Es war Indiana plötzlich unmöglich, seinen Blick von dem des Alten zu lösen. Er sah in Augen, die direkt bis auf den Grund seiner Seele zu blicken schienen und die … etwas darin berührten. Jeder Zweifel an der Aufrichtigkeit des alten Mannes, jeder Gedanke an den Grund ihres Hierseins, ja, selbst die Erinnerung an Corda, an Ramos und selbst Marian — das alles verblaßte und wurde unwichtig. Es war noch da, aber es war plötzlich so, als spielte das alles keine Rolle mehr, als wäre alles Teil eines Traumes, der realistisch gewesen war, aber keinerlei Einfluß auf sein wirkliches Leben hatte.

Lange, unendlich lange, wie ihm schien, stand der Aymará einfach da und sah ihn an, dann wandte er sich langsam um und richtete seinen unheimlichen Blick auf Reuben, und Indiana konnte sehen, wie auch in den Augen des FBI-Beamten etwas erlosch. Für einen Moment spiegelte sich Schrecken auf Reubens Gesicht, dann verging auch der, und zurück blieb eine tiefe Gelassenheit, die nichts mehr erschüttern konnte.

Nacheinander ging der Aymará von Mann zu Mann, der unheimliche, aber trotzdem nicht erschreckende Vorfall wiederholte sich bei jedem einzelnen. Auf einer tieferen Ebene seines Bewußtseins begriff Indiana sehr wohl, daß die unheimliche Macht dieses Mannes sich nicht darauf beschränkte, Gedanken zu lesen; sondern auch, sie zu beherrschen. Aber er versuchte vergeblich, Zorn darüber zu empfinden.

Sie brachen auf, diesmal nur von zweien der mißgebildeten Aymará-Krieger und ihrem Häuptling selbst begleitet. Niemand sprach, niemand versuchte sich den Anweisungen des Aymará zu widersetzen. Selbst Reuben ging wortlos neben dem alten Mann und seinen beiden monströsen Begleitern her, während sie sich langsam den Berghang wieder hinabbewegten und sich der Wechsel von Felsen zu Pflanzenwuchs und wieder zu Felsen vor ihnen vollzog.

Der Nebel lichtete sich nur langsam. Gut eine Stunde lang marschierten sie durch feuchtes Grau, ehe das erste Mal wieder die Sonne durch eine Lücke im Blätterdach zu ihnen herabschien. Und jeder einzelne Schritt, den sie in dieser Stunde taten, schien sie ein Stück fort in eine andere Wirklichkeit zu bringen, in eine Welt, in der es die Tage seit ihrer Rettung aus dem gekenterten Boot am Ende einfach nicht mehr geben würde. Dieser Gedanke erfüllte Indiana schließlich doch mit Zorn — nein, nicht Zorn, sondern eher mit einer Mischung aus Verbitterung und Trauer. Er fand es ungerecht, daß ihm diese Tage seines Lebens einfach genommen werden würden, herausgerissen wie Seiten aus einem Buch, auf denen ein furchtbares Geheimnis aufgeschrieben war. Doch auch dieser Gedanke entglitt ihm schließlich wieder. Mit Schritten, die so monoton waren wie die eines Automaten, bewegte er sich zwischen den anderen dahin, tiefer in den Dschungel hinein und fort von dem Weg, hinter dessen himmelstürmenden Flanken sich vielleicht eines der letzten großen Geheimnisse dieser Welt verbarg.
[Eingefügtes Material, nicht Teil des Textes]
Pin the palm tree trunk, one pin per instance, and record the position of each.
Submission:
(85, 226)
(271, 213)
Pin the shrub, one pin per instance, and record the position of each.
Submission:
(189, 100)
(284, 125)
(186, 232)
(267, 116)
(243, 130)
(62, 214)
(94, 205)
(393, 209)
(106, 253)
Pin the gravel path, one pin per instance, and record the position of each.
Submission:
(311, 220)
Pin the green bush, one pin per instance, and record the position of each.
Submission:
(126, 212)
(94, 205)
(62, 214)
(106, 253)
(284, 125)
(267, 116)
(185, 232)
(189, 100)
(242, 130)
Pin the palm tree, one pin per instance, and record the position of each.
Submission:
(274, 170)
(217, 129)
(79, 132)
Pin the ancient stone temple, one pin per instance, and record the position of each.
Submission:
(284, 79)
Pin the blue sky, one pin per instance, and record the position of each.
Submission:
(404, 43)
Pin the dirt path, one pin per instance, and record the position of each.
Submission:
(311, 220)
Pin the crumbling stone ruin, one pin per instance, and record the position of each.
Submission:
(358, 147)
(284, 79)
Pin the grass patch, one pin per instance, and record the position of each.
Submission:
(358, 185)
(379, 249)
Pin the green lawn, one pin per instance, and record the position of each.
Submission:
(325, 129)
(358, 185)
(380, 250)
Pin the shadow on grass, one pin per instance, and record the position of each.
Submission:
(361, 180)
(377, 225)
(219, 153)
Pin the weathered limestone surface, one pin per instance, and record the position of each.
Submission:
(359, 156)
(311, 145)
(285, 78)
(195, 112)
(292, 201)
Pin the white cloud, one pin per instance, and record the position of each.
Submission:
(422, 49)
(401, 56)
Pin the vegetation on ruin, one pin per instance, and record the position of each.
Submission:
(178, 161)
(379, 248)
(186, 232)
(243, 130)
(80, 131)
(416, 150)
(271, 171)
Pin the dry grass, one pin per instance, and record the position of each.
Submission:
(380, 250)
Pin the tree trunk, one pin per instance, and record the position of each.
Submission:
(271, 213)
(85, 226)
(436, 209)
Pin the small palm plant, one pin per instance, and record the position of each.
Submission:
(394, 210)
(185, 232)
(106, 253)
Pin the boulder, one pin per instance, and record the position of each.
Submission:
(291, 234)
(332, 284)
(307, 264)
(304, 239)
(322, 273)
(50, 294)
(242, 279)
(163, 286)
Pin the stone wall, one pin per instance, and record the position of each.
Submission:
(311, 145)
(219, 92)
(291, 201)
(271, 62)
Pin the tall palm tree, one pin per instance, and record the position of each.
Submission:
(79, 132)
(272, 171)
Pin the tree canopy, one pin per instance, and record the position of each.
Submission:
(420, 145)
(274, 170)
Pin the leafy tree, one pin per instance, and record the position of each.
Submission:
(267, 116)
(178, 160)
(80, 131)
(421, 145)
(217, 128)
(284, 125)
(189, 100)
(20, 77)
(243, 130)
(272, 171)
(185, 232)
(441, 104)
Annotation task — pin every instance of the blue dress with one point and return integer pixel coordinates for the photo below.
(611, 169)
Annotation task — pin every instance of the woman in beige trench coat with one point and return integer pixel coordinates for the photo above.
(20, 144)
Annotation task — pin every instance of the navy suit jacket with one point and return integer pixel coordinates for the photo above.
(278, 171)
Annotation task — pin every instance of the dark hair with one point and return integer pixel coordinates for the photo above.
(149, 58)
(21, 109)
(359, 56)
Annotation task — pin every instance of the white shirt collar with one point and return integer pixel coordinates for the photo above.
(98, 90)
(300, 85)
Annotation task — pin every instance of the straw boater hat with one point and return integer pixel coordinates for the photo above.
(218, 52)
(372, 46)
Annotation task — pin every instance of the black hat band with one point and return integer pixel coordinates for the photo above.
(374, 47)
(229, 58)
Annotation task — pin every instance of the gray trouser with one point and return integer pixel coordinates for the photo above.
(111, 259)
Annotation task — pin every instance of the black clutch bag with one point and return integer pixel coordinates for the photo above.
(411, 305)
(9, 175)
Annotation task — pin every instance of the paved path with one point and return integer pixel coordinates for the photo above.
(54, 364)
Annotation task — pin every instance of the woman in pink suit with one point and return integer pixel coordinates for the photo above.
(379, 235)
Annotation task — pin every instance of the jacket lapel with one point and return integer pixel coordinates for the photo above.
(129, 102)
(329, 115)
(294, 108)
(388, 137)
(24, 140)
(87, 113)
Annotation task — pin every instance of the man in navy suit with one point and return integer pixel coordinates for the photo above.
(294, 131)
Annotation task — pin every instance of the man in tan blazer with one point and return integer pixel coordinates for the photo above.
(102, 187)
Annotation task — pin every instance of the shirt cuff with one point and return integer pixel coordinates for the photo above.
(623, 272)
Sie traten auf eine schmale Lichtung im Wald hinaus, als eine plötzliche Windböe den Nebel über ihnen auseinanderriß. Nicht lange und nicht völlig; der Gipfel des Berges war noch immer hinter grauen Schleiern verborgen und würde es auch immer bleiben, aber Indiana konnte doch erkennen, daß er viel höher war, als er bisher angenommen hatte, und die Form eines stumpfen Kegels mit steilen Wänden hatte. Vermutlich der Krater eines erloschenen Vulkans.

Und auf halber Höhe bewegte sich eine Kette winziger menschlicher Gestalten.

Indiana blieb stehen und sah zu den ameisengroßen Figuren hinauf, bis sich die Lücke im Nebel wieder schloß und sie seinen Blicken wieder entzog. Aber auch dann ging er nicht weiter, sondern sah in den Nebel empor.

Auch Marcus war stehengeblieben, und nach einigen Augenblicken machte auch Reuben kehrt, kam die wenigen Schritte zu ihm zurück und legte den Kopf in den Nacken, um in die gleiche Richtung blicken zu können wie Indiana.»Was haben Sie?«fragte er. Seine Stimme klang dünn und flach; so, als interessiere ihn seine eigene Frage im Grunde gar nicht.